PESCADORES
Desde la baranda
miro dos inmensidades: La del agua desplazándose hacia el nivel del mar y la
del inmenso cielo que se pierde en el filo verde de las islas. Allí arriba
pululan nubes besadas con colores prestados por los rayos del sol. Es lo que
puedo mirar desde mi lugar mientras el imán barre el lecho ribereño buscando
hierros olvidados por el hombre. Unos metros más a la izquierda otros pescadores,
los de verdad, rogando un pique decente. A ambos nos une el fracaso. El río no
entrega nada y guarda celosamente sus pertenencias a sus usurpadores de buena
fe. Otra cosa nos une: Disfrutar la experiencia de pescar independientemente
del resultado. Mejor si sale algo. Bien si no sale nada. Un pequeño momento de
felicidad que, al final es lo único que nos llevaremos.
No me rendía en
el intento y así el imán entraba y salía del lecho sin que el magnetismo haga
su magia con tesoro alguno a menos que entendamos por tesoro láminas de óxido y
barro negro. En medio de esa faena se acercó a la baranda un curioso. Llevaba una
canasta con cosas para vender. Cabello castaño largo, cuidada barba de
herradura, delgado en suma y una mirada de paz, de indulgencia plenaria que perdonaba
todos los pecados. Vestido de ropas holgadas, casi como una túnica. Una
auténtica impresión 3D de Jesucristo.
Miraba con curiosa
divinidad mis intentos de arrebatarle la nada a las aguas esquivas.
-
¿Qué anda haciendo m´ijo?
-
Divirtiéndome un rato –
contesté
-
¿Sale algo?
-
No, la gente no pierde nada y
el rio tampoco. ¿Qué vendés?
-
Pancitos caseros hijo. ¿Querés
una bolsita? Están calentitos recién hechos.
-
Gracias Máster, pero no tengo
plata.
-
Haceme transferencia. Sale
milquinientos.
Como nadie sale
sin celular y ningún celular no tiene billetera virtual compré una de las
bolsitas. Sólo al tacto esos panes eran una auténtica bendición.
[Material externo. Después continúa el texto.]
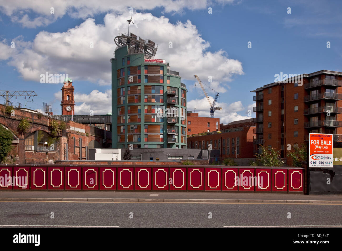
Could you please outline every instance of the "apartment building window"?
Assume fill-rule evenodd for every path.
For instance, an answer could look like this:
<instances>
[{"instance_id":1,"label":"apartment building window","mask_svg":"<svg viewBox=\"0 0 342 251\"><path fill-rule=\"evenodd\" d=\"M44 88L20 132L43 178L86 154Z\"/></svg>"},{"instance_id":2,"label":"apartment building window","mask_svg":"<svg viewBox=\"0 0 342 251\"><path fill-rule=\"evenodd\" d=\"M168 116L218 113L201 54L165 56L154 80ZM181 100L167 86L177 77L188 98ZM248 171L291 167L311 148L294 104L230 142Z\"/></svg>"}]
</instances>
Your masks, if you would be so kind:
<instances>
[{"instance_id":1,"label":"apartment building window","mask_svg":"<svg viewBox=\"0 0 342 251\"><path fill-rule=\"evenodd\" d=\"M230 139L229 138L228 138L227 139L227 154L228 155L229 155L229 141Z\"/></svg>"}]
</instances>

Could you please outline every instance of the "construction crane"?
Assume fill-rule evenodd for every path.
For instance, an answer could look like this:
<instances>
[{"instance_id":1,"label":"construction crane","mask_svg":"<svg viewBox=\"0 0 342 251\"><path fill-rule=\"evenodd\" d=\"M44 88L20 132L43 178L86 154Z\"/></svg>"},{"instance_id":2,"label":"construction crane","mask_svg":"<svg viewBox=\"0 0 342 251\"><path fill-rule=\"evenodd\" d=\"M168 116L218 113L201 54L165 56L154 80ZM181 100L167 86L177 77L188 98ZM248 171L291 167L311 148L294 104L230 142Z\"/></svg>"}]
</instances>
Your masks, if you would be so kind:
<instances>
[{"instance_id":1,"label":"construction crane","mask_svg":"<svg viewBox=\"0 0 342 251\"><path fill-rule=\"evenodd\" d=\"M199 85L201 86L201 88L203 90L203 92L204 93L206 97L207 97L207 99L208 99L208 102L209 102L209 104L210 105L210 117L211 118L213 118L214 117L214 112L216 110L221 111L222 110L222 108L221 107L220 107L219 106L215 106L215 105L216 104L216 102L217 101L217 98L219 97L219 93L214 90L211 89L211 90L214 91L216 93L216 95L215 96L215 99L214 100L214 102L212 103L211 101L210 101L210 99L209 98L209 96L208 96L208 94L207 93L206 89L204 88L204 87L203 86L203 85L204 84L202 82L202 81L200 80L199 78L197 75L194 75L194 77L197 79L198 83L199 83Z\"/></svg>"}]
</instances>

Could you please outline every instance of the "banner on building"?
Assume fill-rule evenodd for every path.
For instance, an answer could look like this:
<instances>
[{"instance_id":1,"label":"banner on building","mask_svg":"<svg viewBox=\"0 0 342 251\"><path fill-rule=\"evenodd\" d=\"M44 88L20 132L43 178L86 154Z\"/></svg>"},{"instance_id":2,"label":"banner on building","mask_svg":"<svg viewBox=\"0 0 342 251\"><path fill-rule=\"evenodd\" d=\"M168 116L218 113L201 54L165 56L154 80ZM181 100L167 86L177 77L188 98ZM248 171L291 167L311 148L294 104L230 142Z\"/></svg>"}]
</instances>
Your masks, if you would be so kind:
<instances>
[{"instance_id":1,"label":"banner on building","mask_svg":"<svg viewBox=\"0 0 342 251\"><path fill-rule=\"evenodd\" d=\"M332 135L311 133L309 137L309 167L333 167Z\"/></svg>"},{"instance_id":2,"label":"banner on building","mask_svg":"<svg viewBox=\"0 0 342 251\"><path fill-rule=\"evenodd\" d=\"M166 63L166 60L164 59L155 59L153 58L146 58L145 60L145 63Z\"/></svg>"}]
</instances>

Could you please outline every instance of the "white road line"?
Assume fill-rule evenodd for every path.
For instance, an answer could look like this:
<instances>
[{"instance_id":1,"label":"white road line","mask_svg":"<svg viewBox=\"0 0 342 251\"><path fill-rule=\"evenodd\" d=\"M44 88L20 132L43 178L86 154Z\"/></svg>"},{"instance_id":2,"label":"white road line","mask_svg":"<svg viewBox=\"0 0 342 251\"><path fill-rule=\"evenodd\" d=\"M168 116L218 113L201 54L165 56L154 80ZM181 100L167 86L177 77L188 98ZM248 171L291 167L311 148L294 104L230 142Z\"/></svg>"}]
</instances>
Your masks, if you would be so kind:
<instances>
[{"instance_id":1,"label":"white road line","mask_svg":"<svg viewBox=\"0 0 342 251\"><path fill-rule=\"evenodd\" d=\"M119 227L118 226L70 226L58 225L0 225L0 227Z\"/></svg>"},{"instance_id":2,"label":"white road line","mask_svg":"<svg viewBox=\"0 0 342 251\"><path fill-rule=\"evenodd\" d=\"M288 225L287 226L223 226L224 227L342 227L342 226L320 226L318 225Z\"/></svg>"}]
</instances>

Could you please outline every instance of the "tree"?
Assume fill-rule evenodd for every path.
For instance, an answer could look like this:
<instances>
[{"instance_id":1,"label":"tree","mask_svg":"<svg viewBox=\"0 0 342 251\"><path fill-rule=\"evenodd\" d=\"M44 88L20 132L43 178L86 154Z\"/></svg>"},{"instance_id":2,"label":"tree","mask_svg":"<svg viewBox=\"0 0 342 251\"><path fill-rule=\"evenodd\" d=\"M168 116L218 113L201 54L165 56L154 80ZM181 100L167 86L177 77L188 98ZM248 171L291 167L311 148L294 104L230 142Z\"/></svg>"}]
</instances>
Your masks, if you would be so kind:
<instances>
[{"instance_id":1,"label":"tree","mask_svg":"<svg viewBox=\"0 0 342 251\"><path fill-rule=\"evenodd\" d=\"M13 135L9 130L0 125L0 160L7 156L12 149Z\"/></svg>"},{"instance_id":2,"label":"tree","mask_svg":"<svg viewBox=\"0 0 342 251\"><path fill-rule=\"evenodd\" d=\"M298 144L292 145L292 151L288 152L287 155L292 159L293 166L302 166L302 162L306 161L307 156L306 145L302 144L299 146Z\"/></svg>"},{"instance_id":3,"label":"tree","mask_svg":"<svg viewBox=\"0 0 342 251\"><path fill-rule=\"evenodd\" d=\"M123 153L123 159L125 161L129 161L131 159L132 157L132 154L131 154L131 151L127 148L125 150L125 152Z\"/></svg>"},{"instance_id":4,"label":"tree","mask_svg":"<svg viewBox=\"0 0 342 251\"><path fill-rule=\"evenodd\" d=\"M279 150L276 151L274 149L260 145L262 152L254 155L256 161L260 166L281 166L284 162L280 159Z\"/></svg>"}]
</instances>

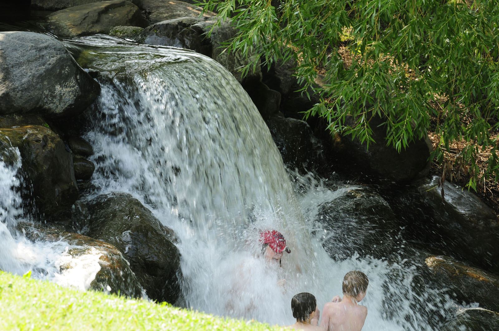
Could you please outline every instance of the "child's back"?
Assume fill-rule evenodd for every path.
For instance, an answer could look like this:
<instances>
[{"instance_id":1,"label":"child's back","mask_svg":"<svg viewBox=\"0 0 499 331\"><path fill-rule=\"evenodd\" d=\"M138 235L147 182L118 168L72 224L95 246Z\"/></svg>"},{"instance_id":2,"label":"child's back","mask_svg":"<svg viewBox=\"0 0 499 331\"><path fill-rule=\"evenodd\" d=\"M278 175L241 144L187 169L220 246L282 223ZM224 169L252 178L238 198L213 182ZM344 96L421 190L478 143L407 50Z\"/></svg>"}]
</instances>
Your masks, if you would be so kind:
<instances>
[{"instance_id":1,"label":"child's back","mask_svg":"<svg viewBox=\"0 0 499 331\"><path fill-rule=\"evenodd\" d=\"M328 302L322 310L321 326L329 331L360 331L367 308L345 296L340 302Z\"/></svg>"},{"instance_id":2,"label":"child's back","mask_svg":"<svg viewBox=\"0 0 499 331\"><path fill-rule=\"evenodd\" d=\"M361 271L350 271L343 282L343 298L333 299L324 305L321 326L329 331L360 331L367 316L367 308L357 303L367 290L369 279Z\"/></svg>"}]
</instances>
Guardé la
bolsa en la mochila, lo saludé y ya cansado de una pesca sin logros comencé a
enrollar la cuerda. Cuando levanté la vista ya no estaba y ni siquiera pude
verlo alejándose.
Retorné a mi
casa en la bicicleta. Conforme pegada la vuelta cada pedaleada se me volvía más
mesada cuadra a cuadra. La mochila comenzó a pesar más de lo acostumbrado. Mi
espalda se encorvaba ante un peso que se me parecía poco normal. Lo atribuí al
cansancio del día. Las ruedas estaban bien infladas. Eso no podía ser.
Llegué a mi casa
a duras penas. Transpirado. Exhausto. Cuando detengo la bicicleta casi me caigo
de costado. La mochila pesaba espantosamente. Cuando la vi estaba terriblemente
hinchada. Casi a punto de explotar como una ballena muerta fermentándose en la
costa. Cuando entro a casa arrastrando la mochila ésta explota revelando su
insólito contenido. No una, sino doce bolsitas de pancitos caseros calentitos desparramándose
multiplicados por todo el living. Un rato después el celular me avisa que los
milquinientos que había pagado fueron reintegrados por cuenta inexistente.